The assault, backed by U.S. air strikes, ended the months-long ordeal of hundreds of people from Iraq's Yazidi religious minority, who had been besieged on the mountain since Islamic State stormed Sinjar and other Kurdish-controlled parts of northern Iraq in August.
"All those Yazidis that were trapped on the mountain are now free," Barzani said.
The peshmerga had not yet begun to evacuate them, he added.
Kurdish peshmerga soldiers began their offensive on Wednesday to break the jihadists' siege of the mountain and the town of Sinjar.
The peshmerga advanced from Zumar, east of Sinjar, capturing back 700 square km (270 square miles) over two days. U.S. fighter planes carried out 45 strikes in support of Kurdish fighters on Wednesday, in addition to two strikes near Sinjar.
The impact of the air strikes was evident on Thursday. In one village called Little Koban, the bodies of five militants lay in a wadi.
The peshmerga said the Islamic State fighters had been trying to take cover from the air strikes.
"It's the best feeling to kill the enemy," said a peshmerga who took a photo of himself with a corpse in the background on his cell phone. "Look at his beard, the son of a bitch."
The words "Property of Islamic State" had been sprayed on houses in a nearby village.

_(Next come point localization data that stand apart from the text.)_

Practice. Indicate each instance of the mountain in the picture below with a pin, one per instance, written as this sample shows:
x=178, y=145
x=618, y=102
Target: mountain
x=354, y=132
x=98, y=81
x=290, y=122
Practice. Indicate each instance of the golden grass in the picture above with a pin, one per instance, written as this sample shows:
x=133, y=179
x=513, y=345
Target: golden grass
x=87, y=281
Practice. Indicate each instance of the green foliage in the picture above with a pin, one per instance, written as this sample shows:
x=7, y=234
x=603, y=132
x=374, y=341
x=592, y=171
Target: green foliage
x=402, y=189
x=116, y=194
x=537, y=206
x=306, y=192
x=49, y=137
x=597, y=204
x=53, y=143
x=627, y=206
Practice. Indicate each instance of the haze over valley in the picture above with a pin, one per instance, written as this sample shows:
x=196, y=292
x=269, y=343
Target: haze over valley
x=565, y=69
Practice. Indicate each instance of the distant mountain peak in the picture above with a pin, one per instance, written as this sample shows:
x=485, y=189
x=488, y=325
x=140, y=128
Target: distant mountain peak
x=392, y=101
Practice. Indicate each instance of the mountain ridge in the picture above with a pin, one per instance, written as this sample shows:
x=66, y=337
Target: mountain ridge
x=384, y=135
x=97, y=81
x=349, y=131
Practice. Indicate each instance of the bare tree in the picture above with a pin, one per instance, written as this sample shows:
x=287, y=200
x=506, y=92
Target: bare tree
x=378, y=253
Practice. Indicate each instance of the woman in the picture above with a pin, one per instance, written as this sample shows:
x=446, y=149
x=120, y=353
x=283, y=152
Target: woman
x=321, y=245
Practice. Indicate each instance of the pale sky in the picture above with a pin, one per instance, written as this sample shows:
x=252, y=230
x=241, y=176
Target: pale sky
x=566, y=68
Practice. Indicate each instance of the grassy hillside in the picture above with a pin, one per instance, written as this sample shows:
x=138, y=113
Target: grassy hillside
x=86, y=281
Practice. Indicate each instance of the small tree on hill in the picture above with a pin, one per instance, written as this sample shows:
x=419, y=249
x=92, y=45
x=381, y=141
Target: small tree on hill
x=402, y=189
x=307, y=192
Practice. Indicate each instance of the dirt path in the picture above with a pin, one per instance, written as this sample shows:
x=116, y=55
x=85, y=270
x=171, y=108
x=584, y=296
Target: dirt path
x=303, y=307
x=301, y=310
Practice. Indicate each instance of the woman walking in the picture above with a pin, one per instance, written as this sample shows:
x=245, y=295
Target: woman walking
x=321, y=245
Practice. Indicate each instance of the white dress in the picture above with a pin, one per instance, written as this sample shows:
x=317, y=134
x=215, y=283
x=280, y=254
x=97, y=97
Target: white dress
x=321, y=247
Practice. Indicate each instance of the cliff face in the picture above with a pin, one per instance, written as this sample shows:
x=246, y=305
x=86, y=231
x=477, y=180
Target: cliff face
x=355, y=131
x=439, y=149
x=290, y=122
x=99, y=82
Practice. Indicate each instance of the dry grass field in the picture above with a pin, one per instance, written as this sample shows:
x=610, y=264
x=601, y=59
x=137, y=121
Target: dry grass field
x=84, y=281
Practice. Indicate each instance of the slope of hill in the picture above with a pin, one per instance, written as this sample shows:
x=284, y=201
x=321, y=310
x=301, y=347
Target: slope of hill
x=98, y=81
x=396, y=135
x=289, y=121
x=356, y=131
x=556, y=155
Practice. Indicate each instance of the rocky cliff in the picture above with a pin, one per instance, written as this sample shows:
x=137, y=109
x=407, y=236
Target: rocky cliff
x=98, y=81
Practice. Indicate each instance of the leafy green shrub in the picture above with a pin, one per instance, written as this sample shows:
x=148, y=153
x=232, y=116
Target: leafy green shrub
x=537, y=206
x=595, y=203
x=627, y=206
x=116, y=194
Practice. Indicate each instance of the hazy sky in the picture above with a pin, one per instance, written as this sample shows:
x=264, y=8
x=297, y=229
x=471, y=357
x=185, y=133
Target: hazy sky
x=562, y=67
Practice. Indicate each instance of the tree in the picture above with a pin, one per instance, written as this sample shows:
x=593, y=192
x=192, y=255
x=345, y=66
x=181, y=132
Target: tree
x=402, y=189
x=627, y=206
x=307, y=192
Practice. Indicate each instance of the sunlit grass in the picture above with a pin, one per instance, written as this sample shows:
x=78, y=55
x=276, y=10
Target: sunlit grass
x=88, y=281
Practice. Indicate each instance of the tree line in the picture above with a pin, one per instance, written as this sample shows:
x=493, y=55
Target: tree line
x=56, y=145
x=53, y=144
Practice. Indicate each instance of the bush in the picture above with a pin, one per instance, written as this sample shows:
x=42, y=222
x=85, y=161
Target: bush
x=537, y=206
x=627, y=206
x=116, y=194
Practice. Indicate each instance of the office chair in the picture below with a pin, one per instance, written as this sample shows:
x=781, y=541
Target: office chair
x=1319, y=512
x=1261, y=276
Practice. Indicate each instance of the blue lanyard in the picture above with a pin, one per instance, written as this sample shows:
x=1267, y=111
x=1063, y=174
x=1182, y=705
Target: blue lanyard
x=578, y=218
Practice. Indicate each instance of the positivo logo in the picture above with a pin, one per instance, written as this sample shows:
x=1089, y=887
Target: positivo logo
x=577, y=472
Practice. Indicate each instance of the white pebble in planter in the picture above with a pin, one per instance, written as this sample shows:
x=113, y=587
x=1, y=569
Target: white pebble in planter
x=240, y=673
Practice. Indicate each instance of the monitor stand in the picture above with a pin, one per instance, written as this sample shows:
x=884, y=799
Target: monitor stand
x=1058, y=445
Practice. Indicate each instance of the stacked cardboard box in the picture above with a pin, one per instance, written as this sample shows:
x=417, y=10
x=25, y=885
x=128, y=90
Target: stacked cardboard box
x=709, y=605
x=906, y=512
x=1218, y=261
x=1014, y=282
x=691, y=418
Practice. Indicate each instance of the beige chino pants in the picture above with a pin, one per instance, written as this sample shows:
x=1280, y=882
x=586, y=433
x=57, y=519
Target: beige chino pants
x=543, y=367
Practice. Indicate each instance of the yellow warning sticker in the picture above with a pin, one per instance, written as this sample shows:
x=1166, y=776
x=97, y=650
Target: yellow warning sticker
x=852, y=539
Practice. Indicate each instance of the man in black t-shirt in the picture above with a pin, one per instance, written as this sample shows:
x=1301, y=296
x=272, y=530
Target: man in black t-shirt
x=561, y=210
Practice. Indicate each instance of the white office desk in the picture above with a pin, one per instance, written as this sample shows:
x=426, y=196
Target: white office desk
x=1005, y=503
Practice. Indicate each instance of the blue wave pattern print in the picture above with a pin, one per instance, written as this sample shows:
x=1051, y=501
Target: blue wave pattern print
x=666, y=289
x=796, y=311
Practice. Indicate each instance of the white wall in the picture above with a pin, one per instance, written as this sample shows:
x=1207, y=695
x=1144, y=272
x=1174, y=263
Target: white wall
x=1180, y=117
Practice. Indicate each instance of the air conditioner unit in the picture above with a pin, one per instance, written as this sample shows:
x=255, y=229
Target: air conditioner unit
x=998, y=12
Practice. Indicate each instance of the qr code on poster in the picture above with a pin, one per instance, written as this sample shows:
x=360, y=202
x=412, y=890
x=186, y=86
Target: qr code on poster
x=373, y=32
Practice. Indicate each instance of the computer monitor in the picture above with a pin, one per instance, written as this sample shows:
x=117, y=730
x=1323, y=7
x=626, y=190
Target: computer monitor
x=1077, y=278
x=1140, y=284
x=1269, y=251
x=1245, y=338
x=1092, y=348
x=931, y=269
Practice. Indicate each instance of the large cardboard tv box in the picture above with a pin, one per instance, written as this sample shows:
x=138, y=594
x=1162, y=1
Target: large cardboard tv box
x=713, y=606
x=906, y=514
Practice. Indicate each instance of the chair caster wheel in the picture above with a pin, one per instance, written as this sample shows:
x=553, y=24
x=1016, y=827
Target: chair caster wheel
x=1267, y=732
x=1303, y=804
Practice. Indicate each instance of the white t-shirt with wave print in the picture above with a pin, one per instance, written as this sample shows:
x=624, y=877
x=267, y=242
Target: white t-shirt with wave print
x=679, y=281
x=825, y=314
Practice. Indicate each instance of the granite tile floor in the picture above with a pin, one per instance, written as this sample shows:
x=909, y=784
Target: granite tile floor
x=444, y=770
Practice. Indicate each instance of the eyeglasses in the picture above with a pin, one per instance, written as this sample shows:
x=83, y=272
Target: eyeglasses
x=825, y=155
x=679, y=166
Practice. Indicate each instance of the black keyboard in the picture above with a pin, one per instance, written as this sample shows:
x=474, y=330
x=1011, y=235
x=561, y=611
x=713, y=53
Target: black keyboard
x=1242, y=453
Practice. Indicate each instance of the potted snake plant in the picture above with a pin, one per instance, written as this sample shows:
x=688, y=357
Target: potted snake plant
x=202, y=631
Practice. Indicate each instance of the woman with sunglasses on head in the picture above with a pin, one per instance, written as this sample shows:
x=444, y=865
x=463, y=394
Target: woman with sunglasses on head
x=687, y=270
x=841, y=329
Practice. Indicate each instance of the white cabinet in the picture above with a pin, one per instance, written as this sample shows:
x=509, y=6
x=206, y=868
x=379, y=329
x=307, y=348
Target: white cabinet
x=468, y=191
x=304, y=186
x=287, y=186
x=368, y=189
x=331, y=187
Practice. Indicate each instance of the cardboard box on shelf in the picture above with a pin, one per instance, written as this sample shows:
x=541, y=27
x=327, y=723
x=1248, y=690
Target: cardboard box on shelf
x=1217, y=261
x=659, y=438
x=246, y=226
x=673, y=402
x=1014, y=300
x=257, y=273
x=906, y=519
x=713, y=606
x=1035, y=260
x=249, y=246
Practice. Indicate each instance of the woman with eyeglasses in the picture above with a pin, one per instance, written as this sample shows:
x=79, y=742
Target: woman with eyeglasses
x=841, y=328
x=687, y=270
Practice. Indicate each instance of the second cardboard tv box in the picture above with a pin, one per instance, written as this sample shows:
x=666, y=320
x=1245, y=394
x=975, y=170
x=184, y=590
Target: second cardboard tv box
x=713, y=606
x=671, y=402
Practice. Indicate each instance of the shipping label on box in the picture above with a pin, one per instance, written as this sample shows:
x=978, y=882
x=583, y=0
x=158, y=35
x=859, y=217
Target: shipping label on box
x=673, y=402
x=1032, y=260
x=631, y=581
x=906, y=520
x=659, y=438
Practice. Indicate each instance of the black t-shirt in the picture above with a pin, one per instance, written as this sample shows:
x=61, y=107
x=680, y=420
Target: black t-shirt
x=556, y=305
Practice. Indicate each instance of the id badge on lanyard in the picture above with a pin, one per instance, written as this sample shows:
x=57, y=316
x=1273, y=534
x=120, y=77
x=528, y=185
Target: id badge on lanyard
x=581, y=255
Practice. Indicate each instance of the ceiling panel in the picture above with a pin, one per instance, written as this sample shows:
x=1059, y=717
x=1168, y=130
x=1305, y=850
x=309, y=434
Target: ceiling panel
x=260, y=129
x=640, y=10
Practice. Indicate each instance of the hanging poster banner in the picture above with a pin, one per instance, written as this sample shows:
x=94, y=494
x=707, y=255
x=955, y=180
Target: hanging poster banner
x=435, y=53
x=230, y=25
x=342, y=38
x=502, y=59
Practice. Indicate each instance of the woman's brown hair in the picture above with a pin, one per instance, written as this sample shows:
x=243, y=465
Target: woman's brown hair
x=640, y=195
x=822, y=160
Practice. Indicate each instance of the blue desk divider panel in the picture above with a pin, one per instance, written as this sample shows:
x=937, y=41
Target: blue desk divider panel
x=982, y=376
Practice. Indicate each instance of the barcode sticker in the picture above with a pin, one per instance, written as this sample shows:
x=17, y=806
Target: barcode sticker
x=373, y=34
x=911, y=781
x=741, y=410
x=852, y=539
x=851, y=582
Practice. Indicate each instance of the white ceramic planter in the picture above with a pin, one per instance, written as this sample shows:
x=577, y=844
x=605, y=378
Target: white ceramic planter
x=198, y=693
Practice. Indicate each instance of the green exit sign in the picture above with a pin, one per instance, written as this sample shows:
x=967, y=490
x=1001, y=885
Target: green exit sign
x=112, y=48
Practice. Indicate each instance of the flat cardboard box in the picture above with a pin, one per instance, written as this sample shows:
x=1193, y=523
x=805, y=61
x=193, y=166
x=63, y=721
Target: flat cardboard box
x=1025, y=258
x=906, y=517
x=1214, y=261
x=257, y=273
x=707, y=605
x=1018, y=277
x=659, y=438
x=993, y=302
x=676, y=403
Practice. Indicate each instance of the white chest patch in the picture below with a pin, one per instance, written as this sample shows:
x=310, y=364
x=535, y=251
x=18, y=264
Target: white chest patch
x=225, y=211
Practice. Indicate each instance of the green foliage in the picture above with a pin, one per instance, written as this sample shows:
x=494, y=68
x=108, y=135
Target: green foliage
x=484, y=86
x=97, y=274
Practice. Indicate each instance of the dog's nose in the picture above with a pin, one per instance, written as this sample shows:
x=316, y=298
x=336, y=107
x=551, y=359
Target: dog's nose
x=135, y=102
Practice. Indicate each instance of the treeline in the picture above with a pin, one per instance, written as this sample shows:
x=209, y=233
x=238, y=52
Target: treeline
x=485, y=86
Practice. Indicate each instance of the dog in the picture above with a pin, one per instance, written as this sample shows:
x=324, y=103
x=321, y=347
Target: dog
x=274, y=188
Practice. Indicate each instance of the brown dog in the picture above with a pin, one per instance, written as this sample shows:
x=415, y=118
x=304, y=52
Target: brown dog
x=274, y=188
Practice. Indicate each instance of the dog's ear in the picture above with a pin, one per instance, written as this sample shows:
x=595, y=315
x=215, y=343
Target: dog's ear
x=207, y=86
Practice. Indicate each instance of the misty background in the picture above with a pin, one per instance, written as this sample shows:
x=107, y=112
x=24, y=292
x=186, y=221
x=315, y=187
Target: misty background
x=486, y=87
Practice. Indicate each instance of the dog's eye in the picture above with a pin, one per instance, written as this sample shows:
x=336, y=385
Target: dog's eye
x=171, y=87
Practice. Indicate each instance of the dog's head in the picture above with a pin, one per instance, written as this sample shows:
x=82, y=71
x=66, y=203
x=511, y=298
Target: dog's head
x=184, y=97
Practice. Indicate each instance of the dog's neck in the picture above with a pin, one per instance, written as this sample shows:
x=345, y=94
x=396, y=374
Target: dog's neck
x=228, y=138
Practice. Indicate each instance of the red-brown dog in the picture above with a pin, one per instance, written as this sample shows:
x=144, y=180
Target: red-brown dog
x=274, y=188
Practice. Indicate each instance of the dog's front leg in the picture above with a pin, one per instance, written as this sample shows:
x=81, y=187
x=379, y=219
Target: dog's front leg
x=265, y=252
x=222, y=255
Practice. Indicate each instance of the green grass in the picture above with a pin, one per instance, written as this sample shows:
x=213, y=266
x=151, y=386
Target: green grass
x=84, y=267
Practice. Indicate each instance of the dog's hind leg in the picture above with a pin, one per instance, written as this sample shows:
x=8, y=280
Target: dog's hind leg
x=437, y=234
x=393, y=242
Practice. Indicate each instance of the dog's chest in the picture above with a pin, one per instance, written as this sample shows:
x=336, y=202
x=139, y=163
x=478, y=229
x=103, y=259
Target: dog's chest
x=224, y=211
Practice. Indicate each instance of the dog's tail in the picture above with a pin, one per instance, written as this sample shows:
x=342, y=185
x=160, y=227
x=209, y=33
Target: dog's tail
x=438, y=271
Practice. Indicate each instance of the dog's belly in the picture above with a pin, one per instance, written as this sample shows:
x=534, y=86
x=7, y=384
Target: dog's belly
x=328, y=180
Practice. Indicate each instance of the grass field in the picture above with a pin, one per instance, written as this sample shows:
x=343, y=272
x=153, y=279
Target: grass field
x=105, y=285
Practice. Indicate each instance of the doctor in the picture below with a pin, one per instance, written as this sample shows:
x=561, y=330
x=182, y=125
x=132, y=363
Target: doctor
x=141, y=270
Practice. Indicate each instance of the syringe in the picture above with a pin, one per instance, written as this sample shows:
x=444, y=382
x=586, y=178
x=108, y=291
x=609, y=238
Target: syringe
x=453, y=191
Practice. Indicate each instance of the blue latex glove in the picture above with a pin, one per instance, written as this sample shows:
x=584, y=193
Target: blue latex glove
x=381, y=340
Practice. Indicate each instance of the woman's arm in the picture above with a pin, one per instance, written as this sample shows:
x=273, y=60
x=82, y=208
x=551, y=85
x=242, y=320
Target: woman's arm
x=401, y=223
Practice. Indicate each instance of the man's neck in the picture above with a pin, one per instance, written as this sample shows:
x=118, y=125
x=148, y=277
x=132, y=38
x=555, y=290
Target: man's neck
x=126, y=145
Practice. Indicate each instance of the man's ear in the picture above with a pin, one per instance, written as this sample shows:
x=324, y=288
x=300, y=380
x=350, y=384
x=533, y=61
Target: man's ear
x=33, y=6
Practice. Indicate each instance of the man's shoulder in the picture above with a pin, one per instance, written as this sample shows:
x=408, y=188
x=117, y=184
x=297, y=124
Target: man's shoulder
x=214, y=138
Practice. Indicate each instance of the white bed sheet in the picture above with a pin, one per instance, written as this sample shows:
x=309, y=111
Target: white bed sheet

The Kurds have yet to take back the actual town of Sinjar, but the freeing of the Yazidis from the mountain is a victory for the Kurds after Islamic State's routing of peshmerga fighters this summer.
The August spectacle of Islamic State fighters racing towards Arbil and the pleas of Yazidis trapped on Sinjar mountain, with thousands of others captured or killed, galvanized U.S. President Barack Obama to military action.
Since then, Kurdish peshmerga forces have regained most of the ground they lost to Islamic State in northern Iraq, but Sinjar's awkward geography, out on a limb to the west, has made it difficult to penetrate.